- Interactive map of Jimmy Weston's

Restaurant information
- Established: 1963
- Closed: 1989
- Owner: James L. Weston
- Manager: Nick Pappas
- Location: East 56th Street (1963–1970); 131 East 54th Street (1970–1989); , New York City, New York, 10022, United States
- Coordinates: 40°45′33.7″N 73°58′15.4″W﻿ / ﻿40.759361°N 73.970944°W
- Other locations: Jimmy Weston's, Spring Lake, New Jersey

= Jimmy Weston's (jazz club) =

New York City restaurant and jazz club (1963–1989)

Jimmy Weston's Restaurant & Jazz Club was an American restaurant and jazz club in New York City, located on East 56th Street beginning in 1963, then, seven years later, moved it to 131 East 54th Street. Tommy Furtado was selected as the house musician and maintained that position until the club closed twenty years later. Its owner, Jimmy Weston (James L. Weston; 1922–1997), closed it in 1989. The New York Times obituary for Weston stated, "Given the restaurant's high-level clientele, it was inevitable that it served as a backdrop for social history.

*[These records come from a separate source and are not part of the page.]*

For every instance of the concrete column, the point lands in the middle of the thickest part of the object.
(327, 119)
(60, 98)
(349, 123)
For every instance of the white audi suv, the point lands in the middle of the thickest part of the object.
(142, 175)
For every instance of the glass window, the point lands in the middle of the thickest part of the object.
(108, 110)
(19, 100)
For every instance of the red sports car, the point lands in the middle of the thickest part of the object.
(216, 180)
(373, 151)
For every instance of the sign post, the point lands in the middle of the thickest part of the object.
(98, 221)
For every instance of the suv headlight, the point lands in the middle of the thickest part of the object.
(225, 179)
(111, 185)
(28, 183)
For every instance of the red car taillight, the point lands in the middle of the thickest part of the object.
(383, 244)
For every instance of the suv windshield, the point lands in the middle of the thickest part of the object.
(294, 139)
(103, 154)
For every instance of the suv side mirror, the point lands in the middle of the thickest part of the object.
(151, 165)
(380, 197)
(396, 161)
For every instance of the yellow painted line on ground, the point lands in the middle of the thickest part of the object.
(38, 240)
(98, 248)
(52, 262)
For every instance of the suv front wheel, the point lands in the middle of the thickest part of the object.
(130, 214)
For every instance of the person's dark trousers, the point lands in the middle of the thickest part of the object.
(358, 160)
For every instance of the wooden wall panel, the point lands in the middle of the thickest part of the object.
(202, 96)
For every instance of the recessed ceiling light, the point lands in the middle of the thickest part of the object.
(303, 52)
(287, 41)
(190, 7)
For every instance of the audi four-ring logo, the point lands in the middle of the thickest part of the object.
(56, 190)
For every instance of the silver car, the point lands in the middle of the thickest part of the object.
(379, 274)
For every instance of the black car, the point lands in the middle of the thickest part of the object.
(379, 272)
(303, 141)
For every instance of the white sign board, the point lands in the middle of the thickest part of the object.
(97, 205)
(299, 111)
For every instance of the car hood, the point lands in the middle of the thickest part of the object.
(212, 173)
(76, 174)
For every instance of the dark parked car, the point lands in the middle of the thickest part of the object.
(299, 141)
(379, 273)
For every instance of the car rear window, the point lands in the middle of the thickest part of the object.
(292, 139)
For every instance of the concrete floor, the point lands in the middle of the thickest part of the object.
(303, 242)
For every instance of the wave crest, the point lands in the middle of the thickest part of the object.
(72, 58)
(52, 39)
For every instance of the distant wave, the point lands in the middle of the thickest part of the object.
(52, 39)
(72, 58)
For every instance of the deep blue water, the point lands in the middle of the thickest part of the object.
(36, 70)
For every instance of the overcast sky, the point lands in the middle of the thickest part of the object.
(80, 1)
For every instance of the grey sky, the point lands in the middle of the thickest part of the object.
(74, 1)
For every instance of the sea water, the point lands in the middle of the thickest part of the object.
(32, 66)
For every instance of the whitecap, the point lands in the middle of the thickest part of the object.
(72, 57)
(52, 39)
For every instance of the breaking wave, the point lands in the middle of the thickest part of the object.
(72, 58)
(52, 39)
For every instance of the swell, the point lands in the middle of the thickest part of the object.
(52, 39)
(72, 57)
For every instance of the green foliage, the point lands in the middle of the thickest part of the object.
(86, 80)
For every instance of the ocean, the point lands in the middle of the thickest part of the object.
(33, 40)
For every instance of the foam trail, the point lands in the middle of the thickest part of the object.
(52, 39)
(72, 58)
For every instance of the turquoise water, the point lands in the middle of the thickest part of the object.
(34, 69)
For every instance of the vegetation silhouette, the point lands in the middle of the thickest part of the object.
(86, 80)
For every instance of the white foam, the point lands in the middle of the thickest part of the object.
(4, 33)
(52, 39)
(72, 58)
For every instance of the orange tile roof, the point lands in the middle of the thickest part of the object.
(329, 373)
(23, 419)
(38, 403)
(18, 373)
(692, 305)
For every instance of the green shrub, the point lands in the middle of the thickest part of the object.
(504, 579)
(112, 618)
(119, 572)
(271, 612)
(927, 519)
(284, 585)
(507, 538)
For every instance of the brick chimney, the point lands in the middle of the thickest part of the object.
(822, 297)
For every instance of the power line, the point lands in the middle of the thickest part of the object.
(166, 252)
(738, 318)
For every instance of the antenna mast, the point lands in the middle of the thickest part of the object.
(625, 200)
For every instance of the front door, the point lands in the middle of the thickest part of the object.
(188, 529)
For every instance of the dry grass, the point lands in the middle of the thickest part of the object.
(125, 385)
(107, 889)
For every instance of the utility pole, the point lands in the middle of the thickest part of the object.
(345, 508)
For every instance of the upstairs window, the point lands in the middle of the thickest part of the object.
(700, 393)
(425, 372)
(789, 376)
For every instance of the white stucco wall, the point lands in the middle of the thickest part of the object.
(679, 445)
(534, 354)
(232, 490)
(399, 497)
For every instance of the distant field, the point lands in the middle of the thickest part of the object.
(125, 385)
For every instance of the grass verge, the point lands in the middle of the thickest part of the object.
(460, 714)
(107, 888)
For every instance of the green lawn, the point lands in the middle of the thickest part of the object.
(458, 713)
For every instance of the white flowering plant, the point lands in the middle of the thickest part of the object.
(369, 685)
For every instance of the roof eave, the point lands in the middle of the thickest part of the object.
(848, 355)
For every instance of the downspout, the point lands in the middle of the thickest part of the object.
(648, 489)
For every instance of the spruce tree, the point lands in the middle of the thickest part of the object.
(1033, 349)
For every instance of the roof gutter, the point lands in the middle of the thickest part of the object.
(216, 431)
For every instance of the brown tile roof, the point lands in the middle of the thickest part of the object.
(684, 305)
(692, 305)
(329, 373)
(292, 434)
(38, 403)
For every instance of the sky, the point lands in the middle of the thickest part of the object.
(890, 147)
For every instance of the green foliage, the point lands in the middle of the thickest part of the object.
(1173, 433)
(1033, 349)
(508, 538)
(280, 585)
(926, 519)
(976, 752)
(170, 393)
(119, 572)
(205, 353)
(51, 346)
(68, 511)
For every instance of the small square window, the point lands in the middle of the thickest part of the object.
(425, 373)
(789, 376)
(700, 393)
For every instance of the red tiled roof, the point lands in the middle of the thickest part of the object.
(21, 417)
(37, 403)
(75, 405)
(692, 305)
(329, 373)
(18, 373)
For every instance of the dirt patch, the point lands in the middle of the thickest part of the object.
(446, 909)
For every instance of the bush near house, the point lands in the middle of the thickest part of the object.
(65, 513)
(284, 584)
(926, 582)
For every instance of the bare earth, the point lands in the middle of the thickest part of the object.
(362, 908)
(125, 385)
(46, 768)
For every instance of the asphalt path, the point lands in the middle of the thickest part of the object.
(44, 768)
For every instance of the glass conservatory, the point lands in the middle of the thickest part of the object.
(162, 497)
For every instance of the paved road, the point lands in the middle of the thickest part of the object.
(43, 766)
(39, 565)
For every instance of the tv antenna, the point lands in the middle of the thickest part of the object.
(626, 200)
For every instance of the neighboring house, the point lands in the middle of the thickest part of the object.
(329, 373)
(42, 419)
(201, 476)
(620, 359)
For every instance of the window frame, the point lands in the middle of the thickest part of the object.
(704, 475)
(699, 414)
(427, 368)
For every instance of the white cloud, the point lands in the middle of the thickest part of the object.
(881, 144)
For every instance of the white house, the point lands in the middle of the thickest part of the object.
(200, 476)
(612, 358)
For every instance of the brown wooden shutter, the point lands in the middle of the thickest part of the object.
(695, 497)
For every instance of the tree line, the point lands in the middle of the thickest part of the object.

It was at Weston's that Mr. Sinatra patched up his feud with Liz Smith, and Howard Cosell got the call from Roone Arledge telling him he had been picked for a daring new idea called 'Monday Night Football.

== Notable employees ==
- Nick Pappas, maître d'
- Joe Rivera
- "Boots"
- Dino Pavlou
- Jim Charkalis
- Billy Mack

== Selected history ==
On February 28, 1977, Onwest, Inc., doing business as Jimmy Weston's Restaurant, filed a petition for Chapter 11 Bankruptcy, Southern District of New York.

== Sister restaurant in Spring Lake, New Jersey ==
In 1977, Weston and a partner, Billy Keegan, purchased Jack Sullivan's Lodge, a restaurant at the corner of Morris and Fifth Avenues in Spring Lake, New Jersey, remodeled it, renamed it "Jimmy Weston's", and operated it on the same model its counterpart in New York, alternating performers between the two.

== Notable performers at the New York location ==
The Tommy Furtado Trio was the house band. Woody Allen's Band, which made its debut in 1970, played an engagement at Weston's in New York.